This is for the new version. One could call this a "nice" and green fragrance, but there is something really sour and acrid about it. This aspect is somewhat similar to the way a green olive tastes. Floral notes keep it from going too far in that direction, fortunately, so unless you really dislike that element, this is worth sampling. Also, the harshness of it doesn't last long. Then the florals become more pronounced, though with an "edge" due to the violet leaf. There seems to be enough complexity and dynamism here, and it's reasonably natural smelling. The oakmoss and tonka soften it up nicely. Socially, this is more formal or for the office by today's standards, and not for the young who want to "smell like everyone else." The quality to price ratio is excellent on this one, but it's not for everyone.

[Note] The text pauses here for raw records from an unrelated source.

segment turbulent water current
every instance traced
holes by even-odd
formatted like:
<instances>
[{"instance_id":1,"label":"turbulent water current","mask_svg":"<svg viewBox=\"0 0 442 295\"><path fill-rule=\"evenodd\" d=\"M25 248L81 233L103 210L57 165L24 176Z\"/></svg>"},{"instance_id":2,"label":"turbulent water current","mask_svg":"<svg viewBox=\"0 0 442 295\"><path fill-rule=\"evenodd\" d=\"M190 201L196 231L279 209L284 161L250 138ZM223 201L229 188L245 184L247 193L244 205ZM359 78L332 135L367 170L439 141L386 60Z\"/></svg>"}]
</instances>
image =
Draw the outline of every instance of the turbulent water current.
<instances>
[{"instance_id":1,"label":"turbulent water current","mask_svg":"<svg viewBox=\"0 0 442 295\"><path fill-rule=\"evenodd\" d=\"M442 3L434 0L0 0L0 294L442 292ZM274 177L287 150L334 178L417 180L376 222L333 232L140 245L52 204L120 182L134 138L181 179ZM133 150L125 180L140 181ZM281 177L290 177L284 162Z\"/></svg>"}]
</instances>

UPDATE: I now have some of the vintage version (French Fragrances). The sour neroli is strong here and lasts longer. Overall, it seems lighter yet is sharper, with better note separation (not necessarily a good thing if you don't like some of the notes). The reformulated version I have lists oakmoss and I don't think the oakmoss content was dminished substantially if at all. Rather, it seems that the sage and vetiver are stronger, along with the neroli, in the original. The new one feels thicker as well. So, if you want the smooth version get the new one; otherwise get the vintage if you can. I'd also advise making sure that whatever version you buy you make sure oakmoss is listed, unless you don't want it of course.
UPDATE #2: I recently obtained a 1980s bottle of Grey Flannel. It's a sealed spray bottle so it was not tampered with. It says Cologne and New York on the label (Paris is not listed). The label on the bottom says it was made by Sanofi Beauty Products (New York), and there are no symbols like you see on bottles from the 1990s. There is no super-sharp violet leaf but instead the bergamot is really strong. I can't remember any scent with such strong bergamot, actually, and my guess is that the idea was to balance the violet leaf with this tea-like quality, which is largely missing from the other two formulations I tried. This strong tea impression lasts perhaps a couple hours then the drydown is much more subtle, and nicely balanced (I have a feeling that some of the violet leaf note deteriorated over the years) I also have a small spray bottle of a non-EA formulation and the newest, EA formulation, and all three are clearly different, the newest being denser/thicker, less sharp, less natural smelling, less note separation, but a decent "cheapo" still. In this case, wearing a spray of each at one time would be worth trying. However, I will admit to not being the biggest fan of this scent.
NOTE: If you want a version closer to the original than the EA one, try to find a bottle that has French Fragrances of Miami, FL on the label that is on the bottom of the bottle.